The Huckabee/Walker struggle and the Bush/Christie fight are one-on-one affairs and will divide their respective camps. Both among social conservatives and establishment Republicans, the two contending camps will be competing for basically the same organizers, activists and campaign fundraisers. They will beseech the same potential volunteers and the same potential donors. Families, law firms and social groups will be torn asunder and the spectacle will fascinate the press and political cognoscenti.

But there will be that third struggle, which in some ways may be the more fascinating. Senators Rand Paul of Kentucky, Marco Rubio of Florida and Ted Cruz of Texas, along with retired surgeon Ben Carson, Governor Bobby Jindal of Louisiana, and perhaps Governor Mick Pence of Indiana are the remainder men. None is at the top of the list. Each has a compelling personal story, a welcoming speaking style, a record of conservatism. Each is a new face, an advantage in a campaign that increasingly seems to be against former secretary of state Hillary Clinton.

Then there are three wild cards. One is former senator Rick Santorum of Pennsylvania, who won Iowa in 2012 and is attracting attention for an unusual book, about his severely ill little girl. One is former governor Rick Perry of Texas, who flamed out in 2012 but who has a populist style suited to the moment. And one is Senator Lindsey Graham of South Carolina, who is in a strong position in the primary in his own state, which holds the third contest in the march to the Republican nomination. Normally a home-state candidate is expected to prevail on familiar territory, so South Carolina will matter only if Mr.
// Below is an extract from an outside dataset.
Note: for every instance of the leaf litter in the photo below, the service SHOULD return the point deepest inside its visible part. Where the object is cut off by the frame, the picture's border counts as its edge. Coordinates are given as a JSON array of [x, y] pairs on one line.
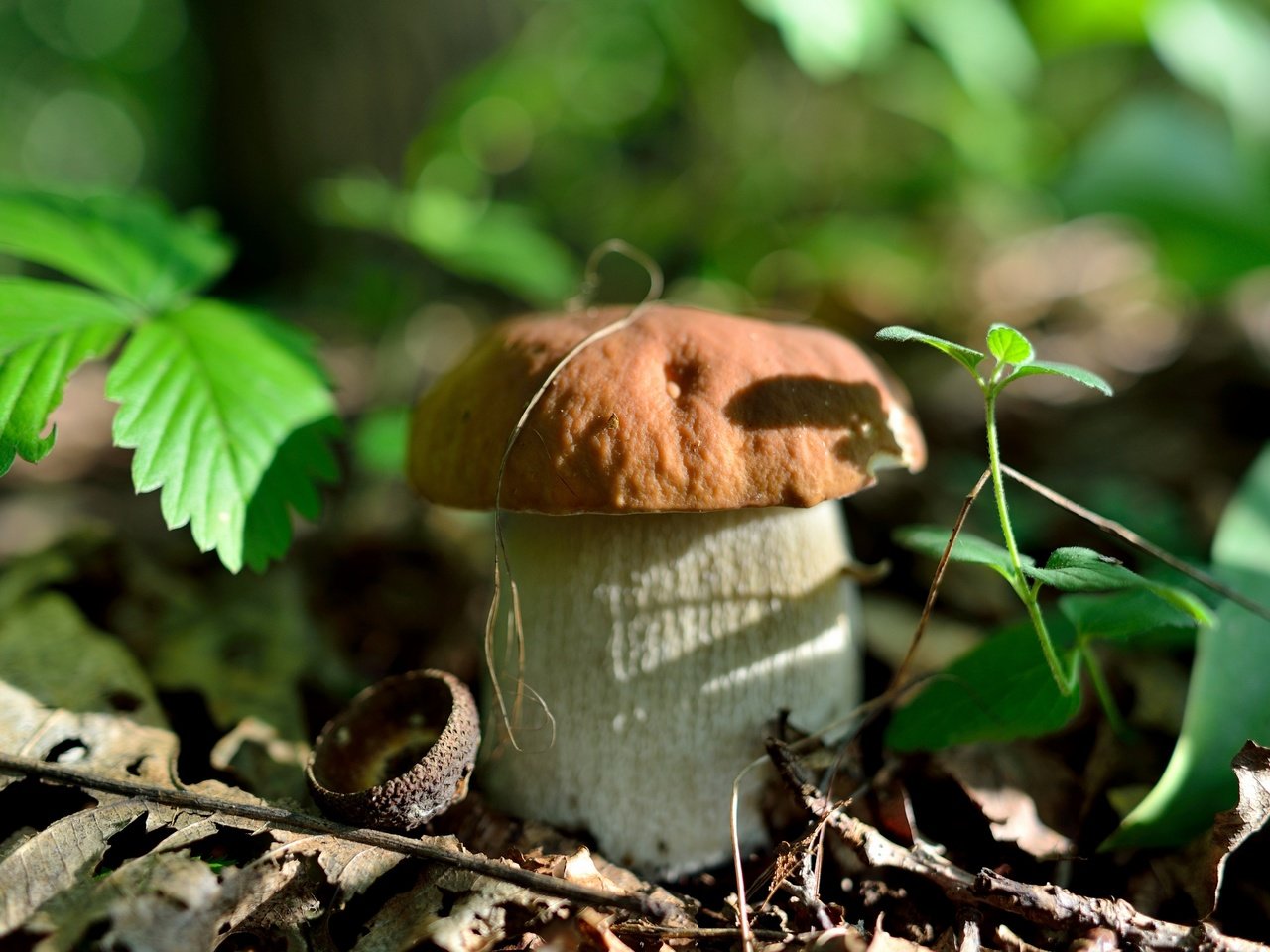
[[99, 870]]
Graham, a protege of Mr. McCain, does not win,

So do these polls that show us nothing actually tell us quite a lot?

Yes, they do, if you let your eyes wander way past the single digits in the poll printouts. There you focus on the percentage of voters who say they are undecided – and there you realize that the large number of undecided voters is why the Republican contest itself is undecided.

The first contests are less than a year away. The Republican nomination won't be decided until the undecideds decide. The candidates are going to knock themselves out trying to knock out the contenders in their respective divisions – social conservatives, establishment Republicans, insurgents. Those are separate contests. But the one that matters may be the fourth – for the support of the undecideds, and of the voters who migrate to the undecided slot as their first choice stumbles.